Estaba muy inquieto por el montículo azul, el origen de las plumas blancas que salpicaban el claro como alas de mariposas desmembradas.

Era un saco de dormir, cayó en la cuenta. Y de ese saco habían salido las plumas, porque más plumas blancas surgieron de un corte efectuado en el nailon que lo cubría cuando Phoebe lo tocó con un pie. De hecho, casi todas las plumas del relleno ya no ocupaban el lugar que les correspondía. Lo que quedaba era una especie de tela alquitranada. La cremallera estaba bajada por completo, y contenía algo, algo que aterrorizaba al perro.

Phoebe sintió que sus rodillas flaqueaban, pero se obligó a levantar la funda. Benbow reculó y permitió que la anciana viera con claridad la imagen de pesadilla que la funda ocultaba.

Sangre. Más de la que jamás había visto. No era de un rojo brillante porque llevaba expuesta al aire varias horas, pero a Phoebe no le hacía falta el color para saber qué estaba viendo.

– Oh, Dios mío.

Se mareó.

Había visto la muerte bajo diversas formas, pero ninguna tan espeluznante como esta. A sus pies yacía un joven aovillado en posición fetal, vestido de negro de pies a cabeza, y ese mismo color tenía la carne quemada de un lado de su cara, desde el ojo a la mandíbula. Su cabello era negro también y le colgaba en una coleta. Su perilla era negra. Sus uñas también. Llevaba un anillo de ónice y un pendiente negro. El único color que aliviaba la omnipresencia del negro, aparte del saco de dormir azul, era el magenta de la sangre, esparcida por todas partes: en el suelo bajo el cuerpo, empapando sus ropas, brotando de las múltiples heridas que salpicaban su torso.

Phoebe dejó caer el saco de dormir y retrocedió. Sintió calor. Sintió frío. Sabía que estaba a punto de desmayarse. Se reprendió por su falta de coraje. Dijo «¿Benbow?», y por encima de su voz oyó el ladrido del perro. En realidad no había dejado de ladrar en ningún momento. Pero cuatro de los sentidos de Phoebe habían resultado neutralizados por la conmoción, que había intensificado y afinado el quinto: la vista.

Cogió el perro y se alejó dando tumbos por el horror.

El día había cambiado por completo cuando la policía llegó. Siguiendo la costumbre del clima reinante en los Picos, una mañana nacida con sol y un cielo perfecto había alcanzado la madurez en medio de la niebla.
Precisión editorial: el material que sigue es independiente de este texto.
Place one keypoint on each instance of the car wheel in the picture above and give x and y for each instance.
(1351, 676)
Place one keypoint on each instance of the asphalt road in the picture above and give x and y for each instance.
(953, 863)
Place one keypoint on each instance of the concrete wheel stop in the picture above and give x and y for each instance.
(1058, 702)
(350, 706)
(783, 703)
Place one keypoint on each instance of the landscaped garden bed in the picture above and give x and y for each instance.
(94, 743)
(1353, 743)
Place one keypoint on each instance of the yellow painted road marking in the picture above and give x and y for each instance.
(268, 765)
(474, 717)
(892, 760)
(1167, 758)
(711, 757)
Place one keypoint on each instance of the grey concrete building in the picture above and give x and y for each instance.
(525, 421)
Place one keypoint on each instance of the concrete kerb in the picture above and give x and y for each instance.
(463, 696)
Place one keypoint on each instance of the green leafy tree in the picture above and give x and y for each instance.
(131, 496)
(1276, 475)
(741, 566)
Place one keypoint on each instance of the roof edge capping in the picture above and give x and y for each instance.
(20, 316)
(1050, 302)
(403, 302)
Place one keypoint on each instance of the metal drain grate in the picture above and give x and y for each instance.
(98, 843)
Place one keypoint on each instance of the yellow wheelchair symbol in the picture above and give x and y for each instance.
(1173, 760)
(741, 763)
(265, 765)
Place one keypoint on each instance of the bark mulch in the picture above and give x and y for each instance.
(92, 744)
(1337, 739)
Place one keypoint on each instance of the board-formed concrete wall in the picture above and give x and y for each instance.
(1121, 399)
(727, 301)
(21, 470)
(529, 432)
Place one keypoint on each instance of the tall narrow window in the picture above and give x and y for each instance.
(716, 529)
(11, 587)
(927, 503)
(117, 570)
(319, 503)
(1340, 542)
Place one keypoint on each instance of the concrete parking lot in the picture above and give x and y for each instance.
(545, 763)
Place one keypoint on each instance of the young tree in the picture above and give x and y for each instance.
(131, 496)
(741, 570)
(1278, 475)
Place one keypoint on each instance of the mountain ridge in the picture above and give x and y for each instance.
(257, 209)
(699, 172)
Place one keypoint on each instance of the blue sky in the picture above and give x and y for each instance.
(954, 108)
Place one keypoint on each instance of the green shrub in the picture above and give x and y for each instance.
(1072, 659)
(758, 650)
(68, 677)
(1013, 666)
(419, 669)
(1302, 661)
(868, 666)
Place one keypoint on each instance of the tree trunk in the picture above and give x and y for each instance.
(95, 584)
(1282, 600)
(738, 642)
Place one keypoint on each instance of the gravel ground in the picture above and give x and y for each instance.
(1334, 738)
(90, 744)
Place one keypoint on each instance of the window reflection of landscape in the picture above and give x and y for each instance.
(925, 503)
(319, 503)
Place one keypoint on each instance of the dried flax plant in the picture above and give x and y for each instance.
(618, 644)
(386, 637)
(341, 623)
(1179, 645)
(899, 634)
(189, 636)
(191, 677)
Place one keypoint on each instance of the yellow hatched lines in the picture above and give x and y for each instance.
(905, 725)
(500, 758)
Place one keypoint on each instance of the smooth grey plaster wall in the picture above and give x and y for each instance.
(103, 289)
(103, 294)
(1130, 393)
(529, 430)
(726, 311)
Se deslizaba sobre la lejana cumbre de Kinder Scout, y reptaba a lo largo de los elevados páramos del noroeste. Cuando la policía de Buxton extendió la cinta que perimetraba el lugar de los hechos, la niebla caía sobre sus hombros como espíritus que descendieran para visitar el lugar.

Antes de reunirse con la policía científica, el inspector detective Peter Hanken intercambió unas palabras con la mujer que había encontrado el cadáver. Estaba sentada en el asiento posterior de un coche celular, con un perro sobre el regazo. A Hanken le gustaban mucho los perros. Tenía dos perdigueros que le proporcionaban casi tanto orgullo y alegría como sus tres hijos. Sin embargo, aquel patético perro callejero, con su pelaje de aspecto sarnoso y sus ojos de color cieno, parecía un candidato ideal para la inyección letal. Y olía como un cubo de basura abandonado al sol.